Once upon a time, Rabbi David Azen, now serving Congregation B’nai Harim at the Nevada County Jewish Community Center (NCJCC), was a junior champion golfer in the New York tri-state area, including winning the 15 and under championship, playing on the New Jersey State Championship team out of Scotch Plains-Fanwood High School, and qualifying gold medalist for the US Junior. While serving in his first full time post in Toronto, Canada, he won the Ontario Funeral Directors, Clergy, Suppliers Golf Tournament (The Formaldehyde Open, as he affectionately calls it).

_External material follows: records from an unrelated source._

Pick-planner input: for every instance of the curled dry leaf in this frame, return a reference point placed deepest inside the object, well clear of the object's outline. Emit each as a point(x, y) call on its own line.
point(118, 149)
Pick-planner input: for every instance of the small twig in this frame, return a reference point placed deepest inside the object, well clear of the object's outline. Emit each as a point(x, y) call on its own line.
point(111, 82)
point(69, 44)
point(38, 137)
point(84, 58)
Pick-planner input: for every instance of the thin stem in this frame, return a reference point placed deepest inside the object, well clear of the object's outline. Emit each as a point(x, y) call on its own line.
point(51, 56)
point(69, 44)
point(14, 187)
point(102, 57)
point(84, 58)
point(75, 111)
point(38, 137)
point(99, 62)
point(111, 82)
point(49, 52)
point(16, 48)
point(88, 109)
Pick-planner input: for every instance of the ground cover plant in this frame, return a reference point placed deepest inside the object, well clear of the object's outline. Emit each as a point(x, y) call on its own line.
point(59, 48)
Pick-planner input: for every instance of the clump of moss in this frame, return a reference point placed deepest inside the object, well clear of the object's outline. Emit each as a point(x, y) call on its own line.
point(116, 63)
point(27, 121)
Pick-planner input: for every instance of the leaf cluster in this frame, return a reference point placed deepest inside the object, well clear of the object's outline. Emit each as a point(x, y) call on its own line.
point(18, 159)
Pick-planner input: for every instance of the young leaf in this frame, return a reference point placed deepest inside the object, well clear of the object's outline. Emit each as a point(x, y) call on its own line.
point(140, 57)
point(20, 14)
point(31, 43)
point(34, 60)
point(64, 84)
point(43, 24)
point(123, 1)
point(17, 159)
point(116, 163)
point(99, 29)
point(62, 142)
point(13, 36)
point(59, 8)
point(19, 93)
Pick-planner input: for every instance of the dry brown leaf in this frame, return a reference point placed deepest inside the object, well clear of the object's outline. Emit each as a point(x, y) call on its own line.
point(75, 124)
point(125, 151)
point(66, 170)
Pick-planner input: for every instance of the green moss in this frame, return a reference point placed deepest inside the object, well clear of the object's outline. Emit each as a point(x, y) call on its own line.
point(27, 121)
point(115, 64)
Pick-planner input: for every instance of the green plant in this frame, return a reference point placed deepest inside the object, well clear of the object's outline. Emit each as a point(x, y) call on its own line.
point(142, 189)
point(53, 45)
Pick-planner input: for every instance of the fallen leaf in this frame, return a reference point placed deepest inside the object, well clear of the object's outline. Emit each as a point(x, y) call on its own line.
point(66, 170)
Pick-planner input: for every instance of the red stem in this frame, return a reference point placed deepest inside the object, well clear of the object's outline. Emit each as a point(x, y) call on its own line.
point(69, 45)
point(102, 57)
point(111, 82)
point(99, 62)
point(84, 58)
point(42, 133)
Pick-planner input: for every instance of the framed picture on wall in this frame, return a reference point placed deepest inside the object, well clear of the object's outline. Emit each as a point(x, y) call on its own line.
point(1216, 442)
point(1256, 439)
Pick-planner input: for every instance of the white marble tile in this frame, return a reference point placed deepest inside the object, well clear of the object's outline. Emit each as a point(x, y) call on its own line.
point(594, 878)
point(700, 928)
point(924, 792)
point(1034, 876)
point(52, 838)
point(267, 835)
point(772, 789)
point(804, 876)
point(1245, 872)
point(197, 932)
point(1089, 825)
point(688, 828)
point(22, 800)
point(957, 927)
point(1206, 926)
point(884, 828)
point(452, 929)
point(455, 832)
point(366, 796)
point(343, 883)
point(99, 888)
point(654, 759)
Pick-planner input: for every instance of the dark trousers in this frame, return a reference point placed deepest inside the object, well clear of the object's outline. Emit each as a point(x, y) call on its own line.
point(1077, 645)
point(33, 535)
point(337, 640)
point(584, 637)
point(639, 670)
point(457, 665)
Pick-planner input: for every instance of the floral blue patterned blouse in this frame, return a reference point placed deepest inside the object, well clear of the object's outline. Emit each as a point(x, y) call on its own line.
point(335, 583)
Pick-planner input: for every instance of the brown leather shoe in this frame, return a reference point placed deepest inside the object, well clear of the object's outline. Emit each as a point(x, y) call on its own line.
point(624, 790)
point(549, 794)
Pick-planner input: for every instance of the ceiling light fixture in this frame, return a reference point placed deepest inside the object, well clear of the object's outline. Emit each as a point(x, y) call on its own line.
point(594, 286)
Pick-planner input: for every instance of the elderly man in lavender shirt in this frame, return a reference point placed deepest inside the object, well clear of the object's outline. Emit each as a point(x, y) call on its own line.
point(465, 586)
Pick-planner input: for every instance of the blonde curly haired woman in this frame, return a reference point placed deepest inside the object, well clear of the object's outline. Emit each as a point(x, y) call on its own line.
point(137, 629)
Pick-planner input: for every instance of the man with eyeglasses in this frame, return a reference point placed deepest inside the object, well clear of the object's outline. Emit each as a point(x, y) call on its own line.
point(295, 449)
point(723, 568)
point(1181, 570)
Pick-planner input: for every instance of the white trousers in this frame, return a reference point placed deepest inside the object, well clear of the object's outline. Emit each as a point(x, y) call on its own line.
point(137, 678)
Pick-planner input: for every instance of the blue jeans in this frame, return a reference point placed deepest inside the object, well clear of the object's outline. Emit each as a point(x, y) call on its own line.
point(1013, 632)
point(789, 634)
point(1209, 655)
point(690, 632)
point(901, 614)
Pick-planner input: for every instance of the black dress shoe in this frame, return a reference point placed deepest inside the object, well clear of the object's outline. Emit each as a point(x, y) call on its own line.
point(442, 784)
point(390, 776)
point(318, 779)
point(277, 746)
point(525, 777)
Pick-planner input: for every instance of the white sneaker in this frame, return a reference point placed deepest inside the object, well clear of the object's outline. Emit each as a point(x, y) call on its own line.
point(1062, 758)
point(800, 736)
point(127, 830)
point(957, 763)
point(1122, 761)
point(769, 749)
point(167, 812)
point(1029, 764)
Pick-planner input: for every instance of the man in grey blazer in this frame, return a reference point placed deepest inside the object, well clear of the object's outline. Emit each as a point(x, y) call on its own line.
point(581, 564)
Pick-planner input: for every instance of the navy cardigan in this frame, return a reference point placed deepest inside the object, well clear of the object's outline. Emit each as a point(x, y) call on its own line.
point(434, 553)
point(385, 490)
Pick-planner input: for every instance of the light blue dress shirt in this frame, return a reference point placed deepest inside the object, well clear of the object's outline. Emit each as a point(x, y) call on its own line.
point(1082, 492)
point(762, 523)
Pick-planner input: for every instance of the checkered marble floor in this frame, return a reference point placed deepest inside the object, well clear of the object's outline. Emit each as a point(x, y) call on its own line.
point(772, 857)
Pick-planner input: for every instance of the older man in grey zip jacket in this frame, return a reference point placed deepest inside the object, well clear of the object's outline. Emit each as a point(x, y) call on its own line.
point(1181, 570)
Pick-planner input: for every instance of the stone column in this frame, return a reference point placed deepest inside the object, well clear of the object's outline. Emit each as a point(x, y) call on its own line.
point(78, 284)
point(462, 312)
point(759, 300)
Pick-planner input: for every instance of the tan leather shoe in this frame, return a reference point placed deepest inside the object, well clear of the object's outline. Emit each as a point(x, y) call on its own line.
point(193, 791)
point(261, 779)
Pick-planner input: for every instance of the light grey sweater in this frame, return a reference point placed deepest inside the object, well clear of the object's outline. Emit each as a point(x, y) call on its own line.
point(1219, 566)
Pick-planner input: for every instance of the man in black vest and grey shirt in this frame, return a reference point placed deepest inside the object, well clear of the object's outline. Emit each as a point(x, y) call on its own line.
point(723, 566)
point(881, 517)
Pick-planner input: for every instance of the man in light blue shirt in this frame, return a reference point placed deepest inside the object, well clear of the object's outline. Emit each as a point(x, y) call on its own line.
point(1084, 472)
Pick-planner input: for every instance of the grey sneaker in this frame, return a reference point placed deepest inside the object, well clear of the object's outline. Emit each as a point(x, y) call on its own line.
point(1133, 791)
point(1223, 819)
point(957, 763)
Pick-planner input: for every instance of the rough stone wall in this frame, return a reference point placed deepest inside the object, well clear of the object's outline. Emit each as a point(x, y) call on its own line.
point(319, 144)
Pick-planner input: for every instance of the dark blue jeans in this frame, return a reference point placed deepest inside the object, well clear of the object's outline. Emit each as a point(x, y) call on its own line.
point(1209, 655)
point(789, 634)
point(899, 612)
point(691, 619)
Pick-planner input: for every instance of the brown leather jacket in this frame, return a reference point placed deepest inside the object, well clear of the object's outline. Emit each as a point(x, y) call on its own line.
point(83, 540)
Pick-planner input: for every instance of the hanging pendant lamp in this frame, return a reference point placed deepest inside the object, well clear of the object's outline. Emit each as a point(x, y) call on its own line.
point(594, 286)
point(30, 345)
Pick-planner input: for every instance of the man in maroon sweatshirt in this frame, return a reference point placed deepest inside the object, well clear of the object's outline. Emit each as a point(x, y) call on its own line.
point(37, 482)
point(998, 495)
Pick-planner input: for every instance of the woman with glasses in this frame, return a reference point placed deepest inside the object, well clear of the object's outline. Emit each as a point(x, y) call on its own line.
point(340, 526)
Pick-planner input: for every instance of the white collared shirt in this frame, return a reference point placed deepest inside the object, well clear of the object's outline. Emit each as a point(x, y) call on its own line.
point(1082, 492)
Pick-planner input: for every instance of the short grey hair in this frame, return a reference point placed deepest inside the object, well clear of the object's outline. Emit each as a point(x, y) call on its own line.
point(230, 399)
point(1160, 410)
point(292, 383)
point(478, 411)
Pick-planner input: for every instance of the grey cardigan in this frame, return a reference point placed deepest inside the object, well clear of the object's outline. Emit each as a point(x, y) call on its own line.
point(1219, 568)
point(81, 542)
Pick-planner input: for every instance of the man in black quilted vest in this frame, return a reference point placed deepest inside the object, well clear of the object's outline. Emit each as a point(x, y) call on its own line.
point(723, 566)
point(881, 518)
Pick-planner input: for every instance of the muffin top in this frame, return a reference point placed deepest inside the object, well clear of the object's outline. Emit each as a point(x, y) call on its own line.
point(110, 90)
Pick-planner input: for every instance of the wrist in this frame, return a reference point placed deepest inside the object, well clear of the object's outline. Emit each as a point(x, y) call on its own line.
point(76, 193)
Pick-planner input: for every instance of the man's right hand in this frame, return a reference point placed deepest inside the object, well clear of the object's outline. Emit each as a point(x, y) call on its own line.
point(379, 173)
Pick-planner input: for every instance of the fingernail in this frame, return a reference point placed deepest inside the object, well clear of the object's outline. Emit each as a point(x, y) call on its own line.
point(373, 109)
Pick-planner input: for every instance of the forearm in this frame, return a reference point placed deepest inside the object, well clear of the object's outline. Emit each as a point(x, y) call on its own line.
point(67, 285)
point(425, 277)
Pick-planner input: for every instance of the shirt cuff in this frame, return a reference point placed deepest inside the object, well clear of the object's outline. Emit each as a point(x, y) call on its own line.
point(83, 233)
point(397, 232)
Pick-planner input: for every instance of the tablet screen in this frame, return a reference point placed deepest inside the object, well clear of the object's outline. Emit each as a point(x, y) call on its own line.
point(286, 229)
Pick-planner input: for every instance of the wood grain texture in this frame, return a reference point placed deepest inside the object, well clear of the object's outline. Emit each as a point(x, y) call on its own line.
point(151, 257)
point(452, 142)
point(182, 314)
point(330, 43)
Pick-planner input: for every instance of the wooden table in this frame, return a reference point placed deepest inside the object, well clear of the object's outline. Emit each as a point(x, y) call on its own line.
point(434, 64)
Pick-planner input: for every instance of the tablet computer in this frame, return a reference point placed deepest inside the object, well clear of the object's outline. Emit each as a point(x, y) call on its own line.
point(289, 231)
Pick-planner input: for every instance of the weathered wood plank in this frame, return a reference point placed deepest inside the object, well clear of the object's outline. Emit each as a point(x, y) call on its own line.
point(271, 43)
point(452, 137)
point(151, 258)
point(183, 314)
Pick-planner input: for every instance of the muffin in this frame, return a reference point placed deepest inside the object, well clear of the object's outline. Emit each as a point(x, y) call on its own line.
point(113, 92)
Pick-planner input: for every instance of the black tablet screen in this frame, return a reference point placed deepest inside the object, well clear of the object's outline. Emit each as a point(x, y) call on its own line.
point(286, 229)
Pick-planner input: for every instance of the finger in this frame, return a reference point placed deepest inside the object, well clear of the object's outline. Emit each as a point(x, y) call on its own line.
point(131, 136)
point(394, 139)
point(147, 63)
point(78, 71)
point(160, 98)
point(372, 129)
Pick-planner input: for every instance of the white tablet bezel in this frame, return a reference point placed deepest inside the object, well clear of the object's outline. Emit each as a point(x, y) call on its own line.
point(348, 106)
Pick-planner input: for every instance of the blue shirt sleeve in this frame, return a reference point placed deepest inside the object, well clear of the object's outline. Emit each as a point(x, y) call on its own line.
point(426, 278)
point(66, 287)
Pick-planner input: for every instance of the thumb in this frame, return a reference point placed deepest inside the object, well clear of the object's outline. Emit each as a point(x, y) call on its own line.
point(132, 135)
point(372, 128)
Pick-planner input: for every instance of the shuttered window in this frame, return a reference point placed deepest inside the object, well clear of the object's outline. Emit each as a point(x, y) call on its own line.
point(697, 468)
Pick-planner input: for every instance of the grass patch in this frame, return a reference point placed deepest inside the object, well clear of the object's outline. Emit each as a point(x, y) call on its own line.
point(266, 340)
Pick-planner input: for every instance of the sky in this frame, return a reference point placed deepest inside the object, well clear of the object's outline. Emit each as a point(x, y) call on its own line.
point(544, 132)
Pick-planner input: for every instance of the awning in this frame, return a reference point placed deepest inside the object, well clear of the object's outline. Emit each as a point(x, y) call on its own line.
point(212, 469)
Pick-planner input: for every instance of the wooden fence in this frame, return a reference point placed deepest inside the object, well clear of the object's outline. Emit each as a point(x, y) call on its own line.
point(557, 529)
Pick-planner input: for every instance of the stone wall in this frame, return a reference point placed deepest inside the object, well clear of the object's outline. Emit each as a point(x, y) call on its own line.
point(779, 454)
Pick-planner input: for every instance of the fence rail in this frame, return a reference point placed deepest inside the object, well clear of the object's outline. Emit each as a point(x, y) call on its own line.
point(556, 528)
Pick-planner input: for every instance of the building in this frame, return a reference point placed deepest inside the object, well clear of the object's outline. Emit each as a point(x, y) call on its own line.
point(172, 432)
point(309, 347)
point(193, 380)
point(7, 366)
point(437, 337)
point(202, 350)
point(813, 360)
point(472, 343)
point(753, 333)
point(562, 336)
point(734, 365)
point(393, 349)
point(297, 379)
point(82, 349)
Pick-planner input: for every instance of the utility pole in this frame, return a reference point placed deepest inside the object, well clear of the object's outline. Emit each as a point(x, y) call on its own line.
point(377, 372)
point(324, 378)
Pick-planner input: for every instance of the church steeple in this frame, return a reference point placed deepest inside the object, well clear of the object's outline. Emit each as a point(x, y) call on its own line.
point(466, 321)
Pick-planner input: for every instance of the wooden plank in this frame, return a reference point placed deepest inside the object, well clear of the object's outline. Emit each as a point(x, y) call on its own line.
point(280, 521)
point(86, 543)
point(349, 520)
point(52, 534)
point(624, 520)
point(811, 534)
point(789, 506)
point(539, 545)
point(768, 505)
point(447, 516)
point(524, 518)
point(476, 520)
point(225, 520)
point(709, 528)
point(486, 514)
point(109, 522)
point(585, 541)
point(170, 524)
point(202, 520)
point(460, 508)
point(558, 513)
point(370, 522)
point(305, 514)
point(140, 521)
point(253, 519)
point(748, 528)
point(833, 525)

Now, as a fundraiser for the NCJCC, he is challenging all comers for the closest to the pin, longest drive, and low foursome. In doing so, he wants to share his philosophy on golf, and life… Golf can be more than exercise and strolling around the course. Each shot has its own unique needs and like life, it requires some concentration, focus, and relaxation to launch the golf ball to the place we want it to go… Sometimes it works, sometimes we get another chance on the next shot.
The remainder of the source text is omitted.